La réponse est non puisque des formes larvées d’esclavage, quand elles ne sont pas la survivance de traditions anciennes comme en Mauritanie, subsistent dans certains pays du Golfe persique. Les témoignages de personnes dignes de foi montrent que dans ces pays des hommes du 21e siècle agissent encore comme s’ils n’étaient pas concernés par la morale universelle. Employer des domestiques venus de pays du tiers monde, corvéables à merci et peu rémunérés ou produire des biens avec des quasis esclaves sous-payés comme en Chine communiste procède de cette même logique qui a produit l’esclavage dès l’Antiquité : s’enrichir à moindre cout. La situation de ces travailleurs-esclaves du 21e siècle n’est pas sans rappeler celle des ouvriers français que dénonçait en 1845 un contemporain de Victor Schœlcher.

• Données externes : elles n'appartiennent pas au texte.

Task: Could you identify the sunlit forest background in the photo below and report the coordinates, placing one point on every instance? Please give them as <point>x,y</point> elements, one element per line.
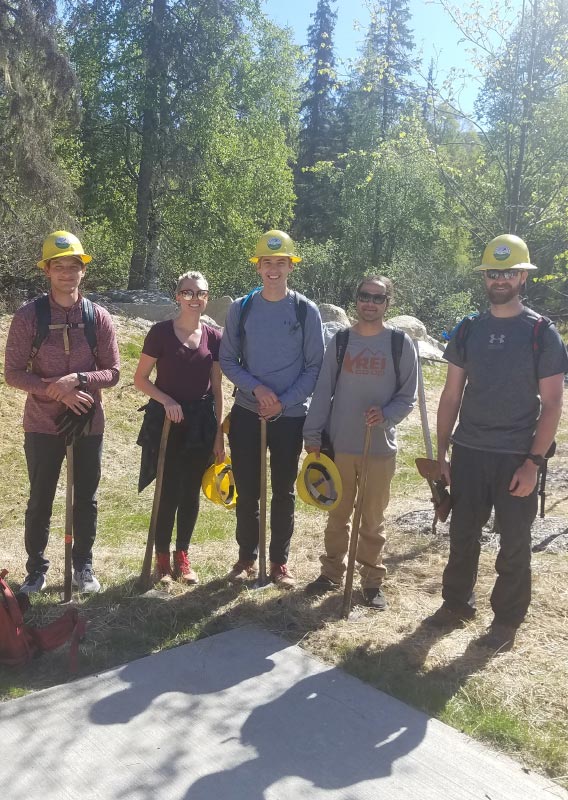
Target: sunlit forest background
<point>169,133</point>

Ce qu’Alphonse Karr (1) écrit (2) à ce sujet donne à réfléchir sur la condition des ouvriers chinois ou pakistanais d’aujourd’hui qu’aucun mouvement syndical puissant ne semble en mesure de soutenir et de défendre contre le capitalisme implacable :

« Un philosophe a donné cette raison de l’usage que l’on a dans presque toutes les villes de construire une grande maison, au-dessus de laquelle on écrit en lettres d’or : « Hospice pour les aliénés ». Cela, dit le philosophe, fait croire aux étrangers que les quelques douzaines de pauvres diables qui sont enfermés dans ces maisons sont les seuls aliénés que possède le pays et que tous ceux qui sont hors de ces maisons sont des gens pleins de raison et de bon sens. »
« Certes, l’esclavage, quelle que soit sa forme, est quelque chose d’odieux et d’inhumain ; je n’ai même jamais consenti à discuter le prétendu droit que des hommes s’arrogent sur la liberté d’autres hommes ; mais il me semble que les préoccupations qu’affichent tant de gens pour les esclaves des colonies pourraient bien avoir en réalité le but que le sage que j’ai cité prête aux hôpitaux de fous. Il semblerait, en effet, en voyant les représentants du pays s’occuper avec tant d’ardeur d’affranchir les nègres, - que tous les blancs sont libres, et que la France ne renferme pas des millions d’esclaves, plus esclaves et surtout plus malheureux que les que les nègres des colonies. – Il est vrai que les nègres qu’on affranchit sont en général les nègres d’autrui, et que les réformes qu’il faudrait apporter au sort des esclaves blancs pourraient toucher directement aux intérêts de ceux qui voteraient ces réformes, et qui, en conséquence, préfèrent ne pas les voter. Plus de la moitié des ouvriers, en France, sont plus malheureux que les nègres ; - et, si l’on ne peut pas faire davantage pour eux, il faudrait permettre à ceux qui méritent l’intérêt par leur bonne conduite, leur pauvreté et leur amour du travail, de passer nègres, en forme de réconfort et d’encouragement. C’est sans doute dans cet espoir qu’un grand nombre d’ouvriers français s’embarquent pour les colonies, - ainsi que le mentionnent les journaux. En effet, je le dis sérieusement, plus de la moitié des ouvriers français sont plus malheureux que les nègres. Le nègre malade est nourri et soigné par le maître, le nègre vieux ou infirme reste sur l’habitation et y trouve sa subsistance : - mais l’ouvrier malade, vieux ou infirme, doit mourir de faim - J’ai été ému en voyant ces pauvres gens (3) s’occuper d’autres misères que les leurs ».

La vision d’Alphonse Karr de la situation des esclaves aux Antilles est quelque peu démentie par la soif de liberté d’un Toussaint Louverture un demi-siècle plus tôt ou les révoltes répétées des esclaves américains ; par contre la misère noire des ouvriers français de son temps rappelle celle de leurs homologues de Grande Bretagne et des autres pays entrant dans l’ère industrielle. On peut espérer que dans les usines d’Asie produisant pour le monde entier des biens de consommation bon marché parce que fabriqués avec de faibles couts sociaux par des ouvriers mal payés, l’évolution suivra le même chemin de luttes qu’a connu le monde ouvrier en Occident où le combat n’est d’ailleurs pas terminé…

Alphonse Karr

Alphonse Karr

1. Karr (Alphonse) 1808-1890. Écrivain et chroniqueur français.
2. Les Guêpes, sixième série, juin 1845.
3. Karr fait référence à une pétition demandant l’abolition de l’esclavage signée par 9000 ouvriers.